Pat Metheny a Genova, la recensione del concerto
Scritto da Redazione il 31 Ottobre 2024
Pat Metheny – Dream Box Tour al Teatro Carlo Felice di Genova
29 ottobre 2024
Quando era stata l’ultima volta che ero salito in superficie? Tre mesi fa, più o meno. Stasera faceva molto meno caldo, e sono stato tentato di lasciare la tuta di neoprene, almeno sotto l’anonimo completo grigio che ho trovato al solito angolo, quello vicino alla scala che mi porta su, verso il porto. Una breve passeggiata, ed eccomi al Teatro Carlo Felice.
Un’acustica splendida per un concerto di cui in molti mi avevano parlato: Pat Metheny, il genio della chitarra.
All’inizio sembra che io debba assistervi dall’ultimo ordine di posti in galleria, poi alla fine mi sposto, scendo giù in platea e mi godo una vista totalmente libera su uno show set misterioso: le chitarre ci sono, ma spiccano tre installazioni coperte a cingere lo strumento che Pat predilige. La curiosità è tanta, Metheny ha fatto sold out qui a Genova per la sua tournée italiana, il Dream Box/Moon Dial Tour che, mi accorgo, ha molto in comune con i Manholes di Ubik.

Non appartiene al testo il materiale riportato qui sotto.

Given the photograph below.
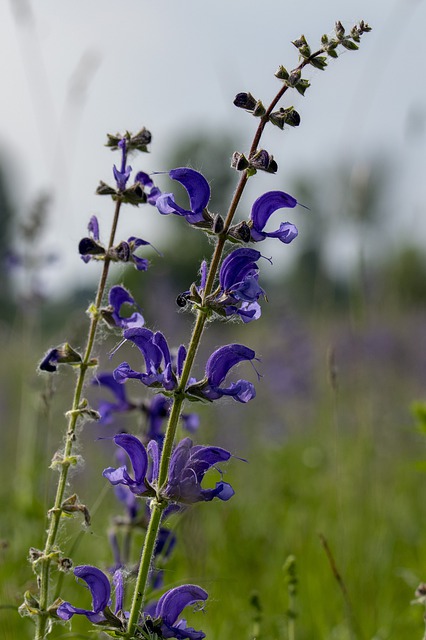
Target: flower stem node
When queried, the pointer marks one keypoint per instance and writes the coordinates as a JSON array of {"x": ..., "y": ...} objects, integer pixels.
[
  {"x": 281, "y": 73},
  {"x": 63, "y": 354},
  {"x": 283, "y": 116},
  {"x": 84, "y": 409},
  {"x": 59, "y": 461},
  {"x": 30, "y": 606},
  {"x": 239, "y": 162},
  {"x": 72, "y": 505}
]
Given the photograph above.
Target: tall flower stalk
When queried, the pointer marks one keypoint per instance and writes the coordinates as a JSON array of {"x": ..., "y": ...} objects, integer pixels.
[{"x": 168, "y": 475}]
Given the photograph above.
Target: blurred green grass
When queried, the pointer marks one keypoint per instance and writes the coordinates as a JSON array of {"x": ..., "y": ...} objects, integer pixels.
[{"x": 344, "y": 463}]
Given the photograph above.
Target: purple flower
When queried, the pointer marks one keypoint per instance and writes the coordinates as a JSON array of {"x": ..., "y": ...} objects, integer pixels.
[
  {"x": 100, "y": 589},
  {"x": 217, "y": 368},
  {"x": 261, "y": 211},
  {"x": 121, "y": 176},
  {"x": 156, "y": 410},
  {"x": 126, "y": 252},
  {"x": 162, "y": 372},
  {"x": 121, "y": 405},
  {"x": 117, "y": 297},
  {"x": 139, "y": 461},
  {"x": 158, "y": 362},
  {"x": 63, "y": 354},
  {"x": 198, "y": 190},
  {"x": 188, "y": 465},
  {"x": 169, "y": 608}
]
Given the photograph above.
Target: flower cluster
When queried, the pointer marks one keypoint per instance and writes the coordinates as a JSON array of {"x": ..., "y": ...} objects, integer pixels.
[{"x": 156, "y": 473}]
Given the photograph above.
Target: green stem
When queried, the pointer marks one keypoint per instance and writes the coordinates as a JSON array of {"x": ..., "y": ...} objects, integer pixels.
[
  {"x": 179, "y": 395},
  {"x": 55, "y": 513}
]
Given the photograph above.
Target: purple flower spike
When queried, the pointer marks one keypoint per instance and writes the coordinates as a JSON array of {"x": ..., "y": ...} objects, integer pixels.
[
  {"x": 198, "y": 190},
  {"x": 122, "y": 404},
  {"x": 261, "y": 211},
  {"x": 170, "y": 606},
  {"x": 121, "y": 176},
  {"x": 139, "y": 460},
  {"x": 188, "y": 466},
  {"x": 217, "y": 368},
  {"x": 240, "y": 290},
  {"x": 145, "y": 180},
  {"x": 100, "y": 589}
]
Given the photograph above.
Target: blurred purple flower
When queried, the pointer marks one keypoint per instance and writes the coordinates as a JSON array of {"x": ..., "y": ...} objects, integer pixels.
[
  {"x": 198, "y": 190},
  {"x": 145, "y": 180},
  {"x": 170, "y": 606},
  {"x": 100, "y": 589},
  {"x": 117, "y": 297},
  {"x": 122, "y": 175},
  {"x": 158, "y": 361},
  {"x": 139, "y": 461},
  {"x": 217, "y": 368},
  {"x": 238, "y": 279},
  {"x": 188, "y": 465}
]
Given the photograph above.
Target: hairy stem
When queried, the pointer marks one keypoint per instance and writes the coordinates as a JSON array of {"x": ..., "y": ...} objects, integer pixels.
[
  {"x": 50, "y": 550},
  {"x": 179, "y": 396}
]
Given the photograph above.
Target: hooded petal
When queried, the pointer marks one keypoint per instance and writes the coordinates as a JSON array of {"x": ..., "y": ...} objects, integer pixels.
[
  {"x": 173, "y": 602},
  {"x": 137, "y": 454},
  {"x": 236, "y": 266},
  {"x": 100, "y": 590},
  {"x": 118, "y": 296},
  {"x": 223, "y": 359},
  {"x": 266, "y": 204}
]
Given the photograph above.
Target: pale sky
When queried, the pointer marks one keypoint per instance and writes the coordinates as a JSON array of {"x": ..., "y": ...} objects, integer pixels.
[{"x": 73, "y": 70}]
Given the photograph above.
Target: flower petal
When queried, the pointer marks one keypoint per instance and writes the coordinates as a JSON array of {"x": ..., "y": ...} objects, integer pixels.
[
  {"x": 266, "y": 204},
  {"x": 223, "y": 359},
  {"x": 173, "y": 602},
  {"x": 196, "y": 185},
  {"x": 136, "y": 452}
]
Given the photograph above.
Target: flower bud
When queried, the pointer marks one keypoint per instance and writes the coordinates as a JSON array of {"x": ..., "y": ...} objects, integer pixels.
[
  {"x": 319, "y": 62},
  {"x": 120, "y": 253},
  {"x": 245, "y": 101},
  {"x": 104, "y": 189},
  {"x": 300, "y": 42},
  {"x": 281, "y": 73},
  {"x": 259, "y": 109},
  {"x": 241, "y": 232},
  {"x": 218, "y": 224},
  {"x": 239, "y": 161},
  {"x": 88, "y": 247},
  {"x": 263, "y": 161},
  {"x": 294, "y": 77}
]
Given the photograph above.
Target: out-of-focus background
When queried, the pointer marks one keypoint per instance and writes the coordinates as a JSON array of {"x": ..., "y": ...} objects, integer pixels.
[{"x": 341, "y": 339}]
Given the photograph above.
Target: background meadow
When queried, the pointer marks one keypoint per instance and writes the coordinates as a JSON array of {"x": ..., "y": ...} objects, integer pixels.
[{"x": 333, "y": 456}]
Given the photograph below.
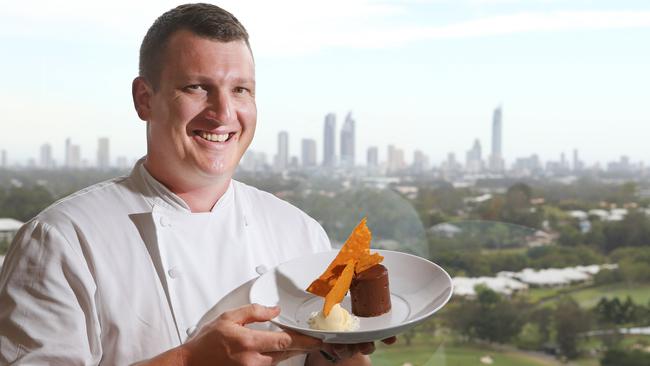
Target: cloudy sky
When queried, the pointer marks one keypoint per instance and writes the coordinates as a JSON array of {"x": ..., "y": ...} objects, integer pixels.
[{"x": 415, "y": 73}]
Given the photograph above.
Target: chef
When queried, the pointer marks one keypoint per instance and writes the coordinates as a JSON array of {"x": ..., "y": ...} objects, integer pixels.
[{"x": 125, "y": 271}]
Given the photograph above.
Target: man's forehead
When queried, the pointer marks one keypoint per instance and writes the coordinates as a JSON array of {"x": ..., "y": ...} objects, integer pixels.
[{"x": 188, "y": 53}]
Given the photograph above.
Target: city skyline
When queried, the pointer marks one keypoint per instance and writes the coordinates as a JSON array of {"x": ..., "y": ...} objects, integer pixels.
[
  {"x": 395, "y": 158},
  {"x": 420, "y": 75}
]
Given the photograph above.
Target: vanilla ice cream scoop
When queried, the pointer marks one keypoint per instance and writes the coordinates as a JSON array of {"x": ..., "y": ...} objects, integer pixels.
[{"x": 339, "y": 320}]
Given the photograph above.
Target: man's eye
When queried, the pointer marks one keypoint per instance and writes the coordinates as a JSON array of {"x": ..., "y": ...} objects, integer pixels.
[{"x": 195, "y": 87}]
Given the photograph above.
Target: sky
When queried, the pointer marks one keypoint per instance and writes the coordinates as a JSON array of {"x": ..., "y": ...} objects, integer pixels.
[{"x": 418, "y": 74}]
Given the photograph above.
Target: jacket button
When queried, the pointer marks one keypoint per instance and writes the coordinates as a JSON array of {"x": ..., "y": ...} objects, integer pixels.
[
  {"x": 191, "y": 330},
  {"x": 173, "y": 273},
  {"x": 165, "y": 221}
]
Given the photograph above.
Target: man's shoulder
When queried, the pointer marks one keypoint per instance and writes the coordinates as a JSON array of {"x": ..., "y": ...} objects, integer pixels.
[{"x": 90, "y": 201}]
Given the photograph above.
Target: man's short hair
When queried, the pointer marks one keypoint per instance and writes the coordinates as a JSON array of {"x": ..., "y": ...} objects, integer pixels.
[{"x": 205, "y": 20}]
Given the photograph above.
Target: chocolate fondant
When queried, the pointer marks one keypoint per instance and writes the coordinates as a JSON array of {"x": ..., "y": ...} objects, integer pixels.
[{"x": 370, "y": 292}]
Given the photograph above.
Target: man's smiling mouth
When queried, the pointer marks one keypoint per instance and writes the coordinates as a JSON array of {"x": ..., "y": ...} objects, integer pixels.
[{"x": 214, "y": 137}]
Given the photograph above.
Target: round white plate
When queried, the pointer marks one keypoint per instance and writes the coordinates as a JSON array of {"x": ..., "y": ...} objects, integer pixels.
[{"x": 418, "y": 289}]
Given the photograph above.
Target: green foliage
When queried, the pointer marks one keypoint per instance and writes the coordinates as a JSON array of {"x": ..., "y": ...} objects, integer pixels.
[
  {"x": 618, "y": 357},
  {"x": 570, "y": 236},
  {"x": 490, "y": 317},
  {"x": 570, "y": 321},
  {"x": 632, "y": 231}
]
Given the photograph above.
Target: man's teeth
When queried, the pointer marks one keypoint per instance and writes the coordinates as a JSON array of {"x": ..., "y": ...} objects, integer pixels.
[{"x": 214, "y": 137}]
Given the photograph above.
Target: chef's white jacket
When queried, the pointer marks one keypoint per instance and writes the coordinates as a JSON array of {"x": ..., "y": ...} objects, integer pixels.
[{"x": 122, "y": 271}]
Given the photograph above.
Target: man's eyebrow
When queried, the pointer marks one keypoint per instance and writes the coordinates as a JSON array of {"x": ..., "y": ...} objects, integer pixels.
[
  {"x": 206, "y": 79},
  {"x": 244, "y": 81}
]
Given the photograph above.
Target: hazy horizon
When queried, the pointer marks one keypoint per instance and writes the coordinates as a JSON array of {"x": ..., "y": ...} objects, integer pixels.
[{"x": 417, "y": 74}]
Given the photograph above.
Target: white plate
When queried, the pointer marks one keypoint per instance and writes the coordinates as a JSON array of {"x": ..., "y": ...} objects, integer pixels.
[{"x": 418, "y": 289}]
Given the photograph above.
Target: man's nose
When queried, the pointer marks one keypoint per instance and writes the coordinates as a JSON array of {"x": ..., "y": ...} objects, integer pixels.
[{"x": 220, "y": 106}]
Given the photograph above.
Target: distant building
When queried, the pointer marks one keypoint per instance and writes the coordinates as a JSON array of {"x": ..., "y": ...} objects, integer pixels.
[
  {"x": 308, "y": 153},
  {"x": 72, "y": 155},
  {"x": 282, "y": 157},
  {"x": 347, "y": 142},
  {"x": 46, "y": 161},
  {"x": 395, "y": 159},
  {"x": 372, "y": 157},
  {"x": 66, "y": 153},
  {"x": 75, "y": 157},
  {"x": 528, "y": 166},
  {"x": 451, "y": 165},
  {"x": 497, "y": 163},
  {"x": 474, "y": 158},
  {"x": 577, "y": 164},
  {"x": 621, "y": 166},
  {"x": 103, "y": 154},
  {"x": 420, "y": 162},
  {"x": 329, "y": 140}
]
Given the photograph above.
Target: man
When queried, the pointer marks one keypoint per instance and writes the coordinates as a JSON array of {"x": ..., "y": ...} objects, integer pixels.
[{"x": 122, "y": 272}]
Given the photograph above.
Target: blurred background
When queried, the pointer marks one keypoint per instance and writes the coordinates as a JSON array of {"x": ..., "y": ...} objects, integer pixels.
[{"x": 505, "y": 140}]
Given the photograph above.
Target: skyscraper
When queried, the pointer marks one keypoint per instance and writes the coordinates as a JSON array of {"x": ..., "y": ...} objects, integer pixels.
[
  {"x": 282, "y": 158},
  {"x": 347, "y": 142},
  {"x": 395, "y": 159},
  {"x": 496, "y": 158},
  {"x": 373, "y": 157},
  {"x": 103, "y": 156},
  {"x": 420, "y": 162},
  {"x": 577, "y": 164},
  {"x": 329, "y": 140},
  {"x": 308, "y": 153},
  {"x": 74, "y": 157},
  {"x": 66, "y": 153},
  {"x": 46, "y": 161},
  {"x": 474, "y": 159}
]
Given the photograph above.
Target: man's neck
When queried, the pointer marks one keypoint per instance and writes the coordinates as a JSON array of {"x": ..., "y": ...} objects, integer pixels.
[{"x": 203, "y": 199}]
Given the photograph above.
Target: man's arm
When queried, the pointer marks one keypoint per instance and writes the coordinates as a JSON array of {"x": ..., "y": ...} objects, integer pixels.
[
  {"x": 226, "y": 341},
  {"x": 47, "y": 300}
]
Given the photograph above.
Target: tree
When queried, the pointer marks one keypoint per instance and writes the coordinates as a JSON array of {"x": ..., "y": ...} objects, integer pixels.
[
  {"x": 490, "y": 317},
  {"x": 570, "y": 321},
  {"x": 618, "y": 357}
]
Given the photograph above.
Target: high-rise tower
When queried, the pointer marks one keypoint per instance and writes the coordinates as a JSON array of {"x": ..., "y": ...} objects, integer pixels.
[
  {"x": 496, "y": 158},
  {"x": 308, "y": 152},
  {"x": 282, "y": 158},
  {"x": 329, "y": 140},
  {"x": 103, "y": 154},
  {"x": 347, "y": 142}
]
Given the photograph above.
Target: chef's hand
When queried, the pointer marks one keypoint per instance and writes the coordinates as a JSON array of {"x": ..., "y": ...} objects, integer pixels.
[
  {"x": 344, "y": 354},
  {"x": 225, "y": 341}
]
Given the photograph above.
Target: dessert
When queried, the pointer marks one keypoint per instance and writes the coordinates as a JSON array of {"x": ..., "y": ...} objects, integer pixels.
[
  {"x": 354, "y": 268},
  {"x": 339, "y": 320},
  {"x": 370, "y": 292}
]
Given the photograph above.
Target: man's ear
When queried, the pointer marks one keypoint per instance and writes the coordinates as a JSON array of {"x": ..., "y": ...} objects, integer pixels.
[{"x": 142, "y": 93}]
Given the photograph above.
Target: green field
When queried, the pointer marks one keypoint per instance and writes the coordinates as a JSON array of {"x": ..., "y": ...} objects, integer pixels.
[
  {"x": 454, "y": 356},
  {"x": 588, "y": 297}
]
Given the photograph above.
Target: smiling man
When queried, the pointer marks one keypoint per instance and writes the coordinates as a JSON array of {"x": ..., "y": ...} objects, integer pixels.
[{"x": 125, "y": 270}]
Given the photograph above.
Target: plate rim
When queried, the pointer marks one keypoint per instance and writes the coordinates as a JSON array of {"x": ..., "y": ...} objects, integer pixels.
[{"x": 359, "y": 332}]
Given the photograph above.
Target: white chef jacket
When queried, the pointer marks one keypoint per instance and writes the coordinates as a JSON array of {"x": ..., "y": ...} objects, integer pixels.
[{"x": 122, "y": 271}]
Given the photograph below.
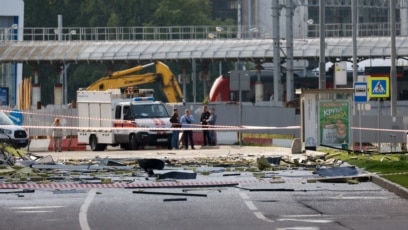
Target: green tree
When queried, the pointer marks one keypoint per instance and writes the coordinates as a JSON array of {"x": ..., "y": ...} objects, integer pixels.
[{"x": 181, "y": 12}]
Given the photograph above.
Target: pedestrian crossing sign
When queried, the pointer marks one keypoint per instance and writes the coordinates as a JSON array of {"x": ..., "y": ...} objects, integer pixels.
[{"x": 378, "y": 87}]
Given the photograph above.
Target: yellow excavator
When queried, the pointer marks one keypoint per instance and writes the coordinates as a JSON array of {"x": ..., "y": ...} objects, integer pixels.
[{"x": 125, "y": 79}]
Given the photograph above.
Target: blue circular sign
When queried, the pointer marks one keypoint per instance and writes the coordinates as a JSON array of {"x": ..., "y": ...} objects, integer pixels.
[{"x": 17, "y": 117}]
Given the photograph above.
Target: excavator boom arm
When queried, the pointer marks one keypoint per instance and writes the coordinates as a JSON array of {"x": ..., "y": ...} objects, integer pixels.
[{"x": 122, "y": 79}]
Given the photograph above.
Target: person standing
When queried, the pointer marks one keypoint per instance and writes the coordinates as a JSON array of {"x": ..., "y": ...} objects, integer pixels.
[
  {"x": 175, "y": 123},
  {"x": 57, "y": 135},
  {"x": 186, "y": 122},
  {"x": 211, "y": 122},
  {"x": 204, "y": 117}
]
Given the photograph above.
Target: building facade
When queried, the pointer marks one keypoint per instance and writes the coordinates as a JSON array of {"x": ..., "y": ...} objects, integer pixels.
[{"x": 255, "y": 17}]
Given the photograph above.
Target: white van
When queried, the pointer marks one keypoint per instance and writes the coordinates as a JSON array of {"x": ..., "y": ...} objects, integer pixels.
[{"x": 11, "y": 133}]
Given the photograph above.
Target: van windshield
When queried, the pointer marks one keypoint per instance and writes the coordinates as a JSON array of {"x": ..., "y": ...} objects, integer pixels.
[
  {"x": 149, "y": 111},
  {"x": 5, "y": 120}
]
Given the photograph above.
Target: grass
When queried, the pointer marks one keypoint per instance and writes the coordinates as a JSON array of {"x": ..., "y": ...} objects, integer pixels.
[{"x": 393, "y": 167}]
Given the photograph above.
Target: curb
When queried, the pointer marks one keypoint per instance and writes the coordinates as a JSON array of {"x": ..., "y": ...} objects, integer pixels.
[{"x": 390, "y": 186}]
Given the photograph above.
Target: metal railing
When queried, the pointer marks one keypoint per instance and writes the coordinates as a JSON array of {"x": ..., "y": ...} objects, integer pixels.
[{"x": 185, "y": 32}]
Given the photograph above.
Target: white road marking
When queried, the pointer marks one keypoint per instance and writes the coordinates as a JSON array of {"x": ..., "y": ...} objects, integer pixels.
[
  {"x": 34, "y": 211},
  {"x": 35, "y": 207},
  {"x": 83, "y": 213},
  {"x": 306, "y": 220}
]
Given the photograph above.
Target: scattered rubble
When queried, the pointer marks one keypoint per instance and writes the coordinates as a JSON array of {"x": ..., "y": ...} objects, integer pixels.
[{"x": 17, "y": 167}]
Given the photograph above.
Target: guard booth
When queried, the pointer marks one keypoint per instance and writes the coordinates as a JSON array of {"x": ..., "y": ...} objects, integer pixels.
[{"x": 326, "y": 117}]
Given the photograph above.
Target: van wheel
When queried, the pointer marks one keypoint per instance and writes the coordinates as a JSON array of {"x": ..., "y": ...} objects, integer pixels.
[
  {"x": 93, "y": 142},
  {"x": 133, "y": 142}
]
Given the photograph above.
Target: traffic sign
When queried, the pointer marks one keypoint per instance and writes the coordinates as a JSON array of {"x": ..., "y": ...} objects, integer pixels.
[
  {"x": 17, "y": 117},
  {"x": 378, "y": 87},
  {"x": 360, "y": 92}
]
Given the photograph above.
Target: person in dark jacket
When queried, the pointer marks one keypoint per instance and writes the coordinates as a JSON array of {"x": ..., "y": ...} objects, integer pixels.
[
  {"x": 211, "y": 123},
  {"x": 175, "y": 123},
  {"x": 186, "y": 122},
  {"x": 203, "y": 121}
]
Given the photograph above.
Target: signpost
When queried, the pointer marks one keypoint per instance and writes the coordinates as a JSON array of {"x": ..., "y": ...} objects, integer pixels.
[
  {"x": 379, "y": 87},
  {"x": 17, "y": 117},
  {"x": 360, "y": 96}
]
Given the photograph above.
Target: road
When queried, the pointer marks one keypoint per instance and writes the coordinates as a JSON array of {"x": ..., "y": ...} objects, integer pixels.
[{"x": 284, "y": 199}]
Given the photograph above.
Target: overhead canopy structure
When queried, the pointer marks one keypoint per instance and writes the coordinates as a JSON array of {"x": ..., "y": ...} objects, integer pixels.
[{"x": 208, "y": 49}]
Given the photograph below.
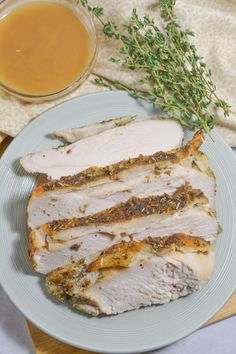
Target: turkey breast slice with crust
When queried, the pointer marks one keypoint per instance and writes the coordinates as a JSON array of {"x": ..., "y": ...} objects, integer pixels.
[
  {"x": 97, "y": 189},
  {"x": 135, "y": 275},
  {"x": 111, "y": 146},
  {"x": 62, "y": 242}
]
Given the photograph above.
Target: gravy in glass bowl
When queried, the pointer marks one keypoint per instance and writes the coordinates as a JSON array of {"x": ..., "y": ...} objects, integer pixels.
[{"x": 45, "y": 48}]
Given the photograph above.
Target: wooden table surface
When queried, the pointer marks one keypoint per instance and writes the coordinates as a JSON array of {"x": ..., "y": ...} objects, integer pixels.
[{"x": 45, "y": 344}]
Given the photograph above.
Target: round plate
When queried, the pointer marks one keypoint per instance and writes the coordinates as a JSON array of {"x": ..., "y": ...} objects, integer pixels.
[{"x": 134, "y": 331}]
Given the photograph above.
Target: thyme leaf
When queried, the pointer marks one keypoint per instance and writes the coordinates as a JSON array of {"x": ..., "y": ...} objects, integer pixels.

Il percorso, anzitutto, ogni tappa la sua importanza, dalla chitarra acustica alla baritona, alla favolosa chitarra composita Picasso a 42 corde, una selva di manici e tonalità da arpa. Il viaggio, poi, da sempre fondamentale in se’ per Ubik, e da sempre suggestione ammaliante per Metheny. Un viaggio insieme evocativo e commotivo, con l’omaggio al compagno di tanto cammino Charlie Haden.
E infine il percorso solista, che scivola tra corde, tastiere e aneddoti, la tradizione musicale familiare che però si incentrava sulla tromba; lui, il figlio degenere che sceglie invece questo strumento così indefinibile, la chitarra, che evoca Hendrix, ma anche Segovia, oppure la Garota de Ipanema e altri standard che scivolano dall’etnico alla ambient music al jazz. Un jazz gentile, che però non manca di momenti di durezza sperimentale, ancora corde strusciate e grattate e quindi il ritmo che ci salverà tutti.
Ma non basta. In un teatro in cui basta levare uno smartphone per essere tempestati di fastidiosissimi laser rosso fuoco – Metheny ha proibito le riprese col cellulare del suo concerto – a un certo punto si disvela la natura delle installazioni: sotto i teli scuri altre chitarre e un basso, in una frenesia da installazione che musicalmente si traduce in temi che si intrecciano e si sovrappongono come in un’orchestra.
E infine l’Orchestrion vera e propria, l’orchestra elettromeccanica, un vero gioiello anche questo accumulativo, un omaggio inconsapevole a Otto e Barnelli: una selva di bacchette che, in fila ordinata, percuote pelli all’unisono, xilofoni che si animano e luci che vanno su e giù come specials di un antico flipper. Così come va su e giù la meraviglia di Ubik, di tempo in tempo solleticato, percosso, carezzato da arie elaborate e insieme immediate come la vita.
Così come immediato e’ il modo in cui Pat spiega l’accordatura della chitarra baritona, in realtà una faccenda molto complessa, che necessita corde di tipo adeguato, e non ne girano molte, solo nei posti giusti, per dirla come ne parlerebbe qualcun altro.
La tempesta perfetta, verrebbe da dire, un occhio di ciclone in cui alla fine, dopo tanto peregrinare armonico, tra uno standard e l’altro, si capisce che ci si è fermati su una nuvola a contemplare il Nirvana.
Cinquant’anni di musica in poco meno di due ore, cinquanta album e cinquanta ispirazioni diverse. Il folletto Pat Metheny, l’iconica zazzerona ormai sale e pepe per settant’anni portati benissimo, concede tre magnifici bis, poi saluta. Stonato da tanta bellezza, Ubik scivola nelle sue familiari ombre e, muovendosi al ritmo di una malinconica bossanova, riguadagna le sue gallerie. Riemergerà ancora, molto presto.